Tout au long du conflit, les fromagers suisses continuent de transformer le lait  que leur apportent, deux fois par jour à la fruitière, les paysans. Ils contribuent ainsi à maintenir à flot l’économie de plusieurs centaines de villages comtois situés en montagne comme en plaine. D’anciens fromagers, usés par des années de labeur, reprennent parallèlement du service, afin de pallier le manque de spécialistes de l’art laitier. En outre réfugiés belges, évacués de Haute-Alsace pour cause de bombardements ennemis, anciens soldats du corps expéditionnaire russe aident au quotidien les habitants de l’Arrière à entretenir leurs cultures.

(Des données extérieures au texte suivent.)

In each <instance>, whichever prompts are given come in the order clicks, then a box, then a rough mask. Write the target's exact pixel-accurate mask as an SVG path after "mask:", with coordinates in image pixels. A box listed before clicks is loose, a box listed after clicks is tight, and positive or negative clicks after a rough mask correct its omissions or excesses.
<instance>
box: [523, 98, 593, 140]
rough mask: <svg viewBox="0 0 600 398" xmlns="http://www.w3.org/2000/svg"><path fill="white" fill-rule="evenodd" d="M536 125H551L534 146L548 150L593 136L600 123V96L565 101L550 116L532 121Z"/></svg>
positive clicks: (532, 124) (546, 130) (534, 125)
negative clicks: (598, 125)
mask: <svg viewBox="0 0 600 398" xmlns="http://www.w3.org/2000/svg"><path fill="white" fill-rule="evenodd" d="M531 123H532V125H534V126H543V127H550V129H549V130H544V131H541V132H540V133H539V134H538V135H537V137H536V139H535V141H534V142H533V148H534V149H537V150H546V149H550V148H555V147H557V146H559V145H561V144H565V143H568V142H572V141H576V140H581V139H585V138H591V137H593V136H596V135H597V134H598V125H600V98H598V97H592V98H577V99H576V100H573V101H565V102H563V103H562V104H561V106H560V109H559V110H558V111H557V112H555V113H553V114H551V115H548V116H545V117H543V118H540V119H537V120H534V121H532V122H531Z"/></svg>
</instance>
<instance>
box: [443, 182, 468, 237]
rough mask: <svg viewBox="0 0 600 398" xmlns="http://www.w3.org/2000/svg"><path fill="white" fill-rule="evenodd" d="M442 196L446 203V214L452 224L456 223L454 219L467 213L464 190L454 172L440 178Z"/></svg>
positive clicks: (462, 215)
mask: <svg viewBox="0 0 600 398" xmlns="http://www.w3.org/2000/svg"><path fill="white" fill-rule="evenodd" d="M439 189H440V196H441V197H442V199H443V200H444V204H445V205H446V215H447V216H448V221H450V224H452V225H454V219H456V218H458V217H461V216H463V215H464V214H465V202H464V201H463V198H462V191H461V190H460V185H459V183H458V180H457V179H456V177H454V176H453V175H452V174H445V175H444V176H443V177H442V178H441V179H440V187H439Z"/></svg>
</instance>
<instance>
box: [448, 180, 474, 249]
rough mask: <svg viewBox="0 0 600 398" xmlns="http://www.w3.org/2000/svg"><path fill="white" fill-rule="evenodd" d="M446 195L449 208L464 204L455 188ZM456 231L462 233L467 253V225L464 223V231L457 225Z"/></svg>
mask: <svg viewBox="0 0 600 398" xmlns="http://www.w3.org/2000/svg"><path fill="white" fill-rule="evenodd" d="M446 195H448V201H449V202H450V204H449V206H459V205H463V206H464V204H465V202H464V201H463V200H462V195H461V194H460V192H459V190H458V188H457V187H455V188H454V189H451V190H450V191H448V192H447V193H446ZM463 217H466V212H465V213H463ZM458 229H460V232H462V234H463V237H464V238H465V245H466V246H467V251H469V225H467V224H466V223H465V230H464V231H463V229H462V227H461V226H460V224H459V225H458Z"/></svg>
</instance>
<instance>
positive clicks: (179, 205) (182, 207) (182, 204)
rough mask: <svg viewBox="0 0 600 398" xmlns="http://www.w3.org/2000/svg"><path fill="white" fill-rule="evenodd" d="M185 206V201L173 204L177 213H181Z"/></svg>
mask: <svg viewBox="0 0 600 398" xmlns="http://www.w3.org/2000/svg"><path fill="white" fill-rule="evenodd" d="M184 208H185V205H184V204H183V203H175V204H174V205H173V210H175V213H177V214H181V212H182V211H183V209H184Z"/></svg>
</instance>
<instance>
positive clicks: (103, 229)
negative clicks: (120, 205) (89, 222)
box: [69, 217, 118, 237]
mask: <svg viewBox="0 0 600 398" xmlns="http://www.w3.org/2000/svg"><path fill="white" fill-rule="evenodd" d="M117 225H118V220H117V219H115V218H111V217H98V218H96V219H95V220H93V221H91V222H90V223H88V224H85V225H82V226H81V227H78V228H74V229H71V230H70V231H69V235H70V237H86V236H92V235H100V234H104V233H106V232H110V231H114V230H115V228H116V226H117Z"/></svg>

Dans l’optique de satisfaire les besoins croissants de l’armée en bois, un véritable cosmopolitisme naît aussi en forêt, puisque les bûcherons canadiens, américains voire russes viennent se joindre aux Italiens établis de plus longue date. D’autres étrangers, à l’instar des recrutés sous contrat chinois, travaillent parallèlement au sein des scieries. Par ailleurs dès l’avant-guerre commerçants et artisans venus d’ailleurs assurent le ravitaillement quotidien de la population, par exemple en fabriquant du pain ou en tenant d’autres commerces alimentaires ou épiceries. Avec le départ pour le front d’une bonne part de leurs homologues français leur rôle se trouve mécaniquement renforcé, et d’aucuns participent même, au sein des stations-magasins, à la fourniture de vivres aux soldats du front. Pensons enfin aux artisans du bâtiment terminant à la hâte, en août et septembre 1914, les travaux de réfection des forts Séré de Rivières entrepris l’année précédente.         

  

Quels sont les héritages de cette histoire migratoire en Franche-Comté ?

Ils sont multiples et s’inscrivent naturellement sur le temps long. Comme l’illustre l’exposition que nous avons réalisée au sein du Groupe de recherche Achac (Bourgogne Franche-Conté. Présence des Suds), d’aucuns de ces ouvriers coloniaux et étrangers arrivés lors de la Grande Guerre demeurent quelques années dans la région après l’armistice. Au cours des années 1920, les rapatriements l’emportent certes largement sur les individus qui font souche. Mais ces nouvelles routes migratoires ouvertes durant le conflit ont par la suite été réactivées afin de permettre l’apport de main-d’œuvre indispensable au développement de l’économie comtoise, notamment lors des Trente Glorieuses. Certains des Nord-Africains croupissant au lendemain de la Seconde Guerre mondiale dans les forts, les garnis ou les bidonvilles avaient par ailleurs été précédemment, on l’oublie parfois, de vaillants soldats de l’armée de De Lattre qui libéra la Franche-Comté. Autre amnésie volontaire celle du sort des Chibanis qui, après plusieurs décennies de labeur, finissent aujourd’hui leur vie au sein des foyers de la région, trop souvent dans l’indifférence.